Joe Breeze, c’est l’instigateur, le pionnier, le gars qui, en 1977, a imaginé et soudé de ses mains le premier vrai vélo de montagne. Aujourd’hui, lorsque vous contactez le Marin Museum of Bicycling, à Fairfax, en Californie, à la recherche d’images d’archives, c’est lui qui répond. Nous l’avions contacté à l’occasion de la production du livre que nous venons tout juste de publier : Guide pratique du vélo de montagne – le bonheur est dans le bois. Notre échange à propos des images de l’époque s’est prolongé.
Gilles : Vous faisiez partie d’une bande d’amis qui sillonnait les chemins forestiers entourant le mont Tam, dans Marin County, près de San Francisco, au guidon de klunkers, ces vieux vélos à gros pneus tout déglingués. Parlez-nous de Repack Road.
Joe : C’est là que tout a commencé. C’était une route en terre battue qui dégringolait de 1300 pieds sur tout juste 2,1 miles, que nous descendions le plus vite possible. À force de freiner dans tous les virages, les freins à tambour de nos antiquités surchauffaient et la graisse à l’intérieur se vaporisait. Après une ou deux descentes, il fallait les remplir à nouveau de graisse, d’où le nom de repack.
Gilles : Cette descente est ensuite devenue une course ?
Joe : Quand vous rassemblez des gars compétitifs, chacun veut prouver qu’il est le plus rapide.
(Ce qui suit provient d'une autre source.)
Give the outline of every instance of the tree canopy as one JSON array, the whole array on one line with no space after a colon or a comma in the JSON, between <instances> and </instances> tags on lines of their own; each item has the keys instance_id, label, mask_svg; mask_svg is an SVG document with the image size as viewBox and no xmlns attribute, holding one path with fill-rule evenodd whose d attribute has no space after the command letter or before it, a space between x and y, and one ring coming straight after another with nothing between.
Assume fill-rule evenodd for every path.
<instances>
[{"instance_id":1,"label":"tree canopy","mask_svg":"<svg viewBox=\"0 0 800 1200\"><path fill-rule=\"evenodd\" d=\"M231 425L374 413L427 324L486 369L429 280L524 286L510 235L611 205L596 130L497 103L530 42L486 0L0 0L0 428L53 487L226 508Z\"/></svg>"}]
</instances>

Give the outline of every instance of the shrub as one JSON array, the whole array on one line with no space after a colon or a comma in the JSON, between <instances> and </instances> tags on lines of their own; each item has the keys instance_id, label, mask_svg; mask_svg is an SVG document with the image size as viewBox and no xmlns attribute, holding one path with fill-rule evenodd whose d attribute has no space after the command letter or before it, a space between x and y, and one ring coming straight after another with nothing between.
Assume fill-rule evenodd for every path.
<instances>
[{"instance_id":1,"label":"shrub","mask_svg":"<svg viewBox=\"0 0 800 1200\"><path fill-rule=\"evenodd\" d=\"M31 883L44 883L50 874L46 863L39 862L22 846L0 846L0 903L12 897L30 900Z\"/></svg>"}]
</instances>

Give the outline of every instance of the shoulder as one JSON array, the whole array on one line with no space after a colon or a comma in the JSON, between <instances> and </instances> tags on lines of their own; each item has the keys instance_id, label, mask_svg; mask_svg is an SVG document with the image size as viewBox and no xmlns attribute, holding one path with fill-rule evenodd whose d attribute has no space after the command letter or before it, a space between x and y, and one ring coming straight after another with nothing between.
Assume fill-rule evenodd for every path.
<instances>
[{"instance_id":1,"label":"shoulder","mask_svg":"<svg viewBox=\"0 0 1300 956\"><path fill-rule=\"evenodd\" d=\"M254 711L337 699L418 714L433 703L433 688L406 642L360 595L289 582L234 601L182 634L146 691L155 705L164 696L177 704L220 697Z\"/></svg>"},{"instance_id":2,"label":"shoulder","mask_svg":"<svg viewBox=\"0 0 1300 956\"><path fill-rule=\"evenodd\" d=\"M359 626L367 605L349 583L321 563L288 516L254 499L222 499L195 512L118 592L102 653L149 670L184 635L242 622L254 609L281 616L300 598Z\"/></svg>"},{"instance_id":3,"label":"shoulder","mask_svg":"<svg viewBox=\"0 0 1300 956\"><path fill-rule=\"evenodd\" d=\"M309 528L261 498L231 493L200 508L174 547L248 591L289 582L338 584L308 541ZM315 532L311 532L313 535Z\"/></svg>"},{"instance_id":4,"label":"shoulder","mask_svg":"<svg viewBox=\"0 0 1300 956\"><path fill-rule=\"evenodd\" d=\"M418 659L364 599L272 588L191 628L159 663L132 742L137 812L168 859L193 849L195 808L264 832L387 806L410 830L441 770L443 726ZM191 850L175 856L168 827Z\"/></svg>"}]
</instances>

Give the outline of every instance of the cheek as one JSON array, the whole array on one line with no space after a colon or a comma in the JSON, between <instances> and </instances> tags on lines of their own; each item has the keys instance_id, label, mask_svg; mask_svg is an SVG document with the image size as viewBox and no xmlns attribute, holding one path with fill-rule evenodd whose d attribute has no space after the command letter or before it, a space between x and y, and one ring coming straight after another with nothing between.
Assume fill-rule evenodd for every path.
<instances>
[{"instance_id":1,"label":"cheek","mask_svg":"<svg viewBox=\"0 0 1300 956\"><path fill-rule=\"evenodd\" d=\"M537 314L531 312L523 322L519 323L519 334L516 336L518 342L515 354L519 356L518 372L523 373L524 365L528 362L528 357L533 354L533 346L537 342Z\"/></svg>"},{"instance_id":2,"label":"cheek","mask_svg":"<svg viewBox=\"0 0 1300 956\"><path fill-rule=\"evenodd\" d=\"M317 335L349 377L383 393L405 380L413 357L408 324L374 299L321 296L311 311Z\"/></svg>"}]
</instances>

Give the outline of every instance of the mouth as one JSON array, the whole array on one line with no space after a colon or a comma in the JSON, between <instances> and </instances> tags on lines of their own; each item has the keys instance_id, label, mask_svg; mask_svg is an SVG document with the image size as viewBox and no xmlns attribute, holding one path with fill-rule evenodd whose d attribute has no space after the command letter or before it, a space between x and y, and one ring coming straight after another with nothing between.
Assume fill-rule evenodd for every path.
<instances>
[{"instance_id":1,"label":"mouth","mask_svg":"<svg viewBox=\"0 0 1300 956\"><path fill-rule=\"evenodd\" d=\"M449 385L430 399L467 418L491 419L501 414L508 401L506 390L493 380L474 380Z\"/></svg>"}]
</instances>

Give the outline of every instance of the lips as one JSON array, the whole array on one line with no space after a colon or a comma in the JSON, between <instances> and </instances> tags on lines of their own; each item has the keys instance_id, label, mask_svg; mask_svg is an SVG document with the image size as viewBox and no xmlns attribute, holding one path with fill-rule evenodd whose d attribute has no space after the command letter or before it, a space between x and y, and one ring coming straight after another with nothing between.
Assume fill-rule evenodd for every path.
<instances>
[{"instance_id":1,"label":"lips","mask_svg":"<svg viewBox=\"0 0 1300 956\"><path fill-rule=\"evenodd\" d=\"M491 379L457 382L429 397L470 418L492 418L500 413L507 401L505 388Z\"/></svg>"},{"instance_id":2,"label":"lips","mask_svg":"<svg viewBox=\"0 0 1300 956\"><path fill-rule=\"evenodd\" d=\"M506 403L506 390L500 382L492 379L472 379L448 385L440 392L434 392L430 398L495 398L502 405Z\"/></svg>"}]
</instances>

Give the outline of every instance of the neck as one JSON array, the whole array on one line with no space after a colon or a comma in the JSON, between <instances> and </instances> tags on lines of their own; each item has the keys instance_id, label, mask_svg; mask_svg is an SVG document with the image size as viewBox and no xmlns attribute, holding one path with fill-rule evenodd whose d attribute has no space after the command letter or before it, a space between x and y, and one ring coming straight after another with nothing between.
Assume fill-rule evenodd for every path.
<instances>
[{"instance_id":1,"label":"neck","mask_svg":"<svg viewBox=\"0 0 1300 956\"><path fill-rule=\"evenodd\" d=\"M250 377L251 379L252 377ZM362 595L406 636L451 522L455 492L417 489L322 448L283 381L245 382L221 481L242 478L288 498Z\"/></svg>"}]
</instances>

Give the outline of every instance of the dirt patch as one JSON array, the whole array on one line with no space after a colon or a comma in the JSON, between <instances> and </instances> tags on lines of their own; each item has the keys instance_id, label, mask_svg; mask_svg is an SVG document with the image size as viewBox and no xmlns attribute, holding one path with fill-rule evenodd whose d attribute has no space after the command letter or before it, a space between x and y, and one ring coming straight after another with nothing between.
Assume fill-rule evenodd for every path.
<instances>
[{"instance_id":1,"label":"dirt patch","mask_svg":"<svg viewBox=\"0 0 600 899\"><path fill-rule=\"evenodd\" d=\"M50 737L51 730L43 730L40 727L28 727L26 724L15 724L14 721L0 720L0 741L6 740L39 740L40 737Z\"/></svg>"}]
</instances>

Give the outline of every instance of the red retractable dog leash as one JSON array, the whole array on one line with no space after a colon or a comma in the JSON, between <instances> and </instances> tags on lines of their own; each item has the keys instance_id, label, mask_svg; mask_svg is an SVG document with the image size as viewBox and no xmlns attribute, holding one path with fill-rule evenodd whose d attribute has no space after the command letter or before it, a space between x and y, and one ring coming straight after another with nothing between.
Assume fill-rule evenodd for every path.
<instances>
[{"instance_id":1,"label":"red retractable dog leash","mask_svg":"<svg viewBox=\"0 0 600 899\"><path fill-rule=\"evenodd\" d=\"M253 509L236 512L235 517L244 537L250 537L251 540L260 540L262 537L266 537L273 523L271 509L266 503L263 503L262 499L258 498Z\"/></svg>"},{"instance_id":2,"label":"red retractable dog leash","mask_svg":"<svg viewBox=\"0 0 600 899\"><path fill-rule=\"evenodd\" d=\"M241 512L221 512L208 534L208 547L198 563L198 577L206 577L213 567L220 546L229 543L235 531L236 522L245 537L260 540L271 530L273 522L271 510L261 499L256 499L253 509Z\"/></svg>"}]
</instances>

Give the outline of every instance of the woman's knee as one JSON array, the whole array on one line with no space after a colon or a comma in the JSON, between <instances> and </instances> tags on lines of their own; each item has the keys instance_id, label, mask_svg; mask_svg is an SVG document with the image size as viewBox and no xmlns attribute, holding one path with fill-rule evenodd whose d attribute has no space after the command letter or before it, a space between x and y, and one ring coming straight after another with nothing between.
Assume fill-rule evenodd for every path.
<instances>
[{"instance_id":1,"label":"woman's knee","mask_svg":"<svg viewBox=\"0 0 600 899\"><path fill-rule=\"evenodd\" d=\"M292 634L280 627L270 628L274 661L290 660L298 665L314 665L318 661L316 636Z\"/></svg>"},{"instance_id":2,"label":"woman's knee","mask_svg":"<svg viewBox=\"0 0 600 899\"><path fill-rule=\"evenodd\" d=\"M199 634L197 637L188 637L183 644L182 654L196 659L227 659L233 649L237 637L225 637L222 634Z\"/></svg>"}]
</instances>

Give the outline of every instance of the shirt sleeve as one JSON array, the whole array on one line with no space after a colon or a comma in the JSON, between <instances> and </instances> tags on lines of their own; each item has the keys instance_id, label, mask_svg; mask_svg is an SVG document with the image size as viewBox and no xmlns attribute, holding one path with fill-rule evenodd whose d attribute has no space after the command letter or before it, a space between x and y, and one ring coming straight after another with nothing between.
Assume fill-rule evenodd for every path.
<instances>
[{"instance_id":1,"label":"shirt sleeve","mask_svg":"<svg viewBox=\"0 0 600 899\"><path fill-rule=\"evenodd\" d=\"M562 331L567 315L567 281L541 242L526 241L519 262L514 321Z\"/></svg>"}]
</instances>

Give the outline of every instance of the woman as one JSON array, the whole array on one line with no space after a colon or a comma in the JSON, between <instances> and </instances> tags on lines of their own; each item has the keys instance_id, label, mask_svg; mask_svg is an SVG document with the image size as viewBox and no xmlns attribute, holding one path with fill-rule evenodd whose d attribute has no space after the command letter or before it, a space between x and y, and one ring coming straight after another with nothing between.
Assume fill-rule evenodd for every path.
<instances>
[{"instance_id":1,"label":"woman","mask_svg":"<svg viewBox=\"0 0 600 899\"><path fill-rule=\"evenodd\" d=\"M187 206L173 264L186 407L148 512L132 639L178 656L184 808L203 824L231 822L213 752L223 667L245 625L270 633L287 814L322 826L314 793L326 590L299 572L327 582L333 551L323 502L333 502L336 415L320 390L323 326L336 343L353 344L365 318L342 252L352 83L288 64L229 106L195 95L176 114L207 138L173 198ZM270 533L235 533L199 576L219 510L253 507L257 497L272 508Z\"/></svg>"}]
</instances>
Fred Wolf et Charlie Kelly, encouragés par Alan Bonds, ont créé la course Repack. Ils ont dégoté un vieux chronomètre de la marine et passé le mot dans la communauté. Le 21 octobre 1976, dix gars étaient au départ de la première compétition de descente de l’histoire. Alan Bonds a été couronné vainqueur : c’est le seul qui n’est pas tombé !
Gilles : À quoi pensiez-vous derrière votre masque de soudeur alors que vous fabriquiez votre Breezer 1 ?
Joe : J’avais le sourire fendu jusqu’aux oreilles. Je savais que ce vélo ferait tourner des têtes, autant chez mes amis qui roulaient sur des klunkers que parmi ceux qui regardaient de haut nos vieilles bécanes.
Gilles : Sentiez-vous que quelque chose de gros en découlerait ?
Joe : Au début, j’étais concentré sur le court terme : par combien de secondes allais-je gagner cette course ?
Gilles : Et puis ?
Joe : Dès sa première descente, le vélo a été victorieux, et il a donc été facile de vendre ma première production de dix cadres. Mes amis non cyclistes m’ont vite demandé de l’essayer. Ils revenaient tous avec ce même grand sourire sur le visage. Le vrai test a été réalisé avec mon père, le champion des sceptiques. Un cycliste de route, ingénieur automobile et machiniste, allergique aux modes, qui me demandait toujours si j’allais finir par jeter aux poubelles tous ces vieux vélos. Un jour, je finissais d’assembler un rutilant Breezer pour Larry Cragg. Mon père l’a aperçu et m’a demandé s’il pouvait l’essayer. J’étais épaté qu’il fasse cette demande ! À son retour, j’étais sous le choc : il arborait lui aussi ce large sourire ! Il m’a dit : « Tu sais, ce vélo-là pourrait aller quelque part à un moment donné. » C’est là que j’ai compris que nous nous dirigions vers quelque chose de gros.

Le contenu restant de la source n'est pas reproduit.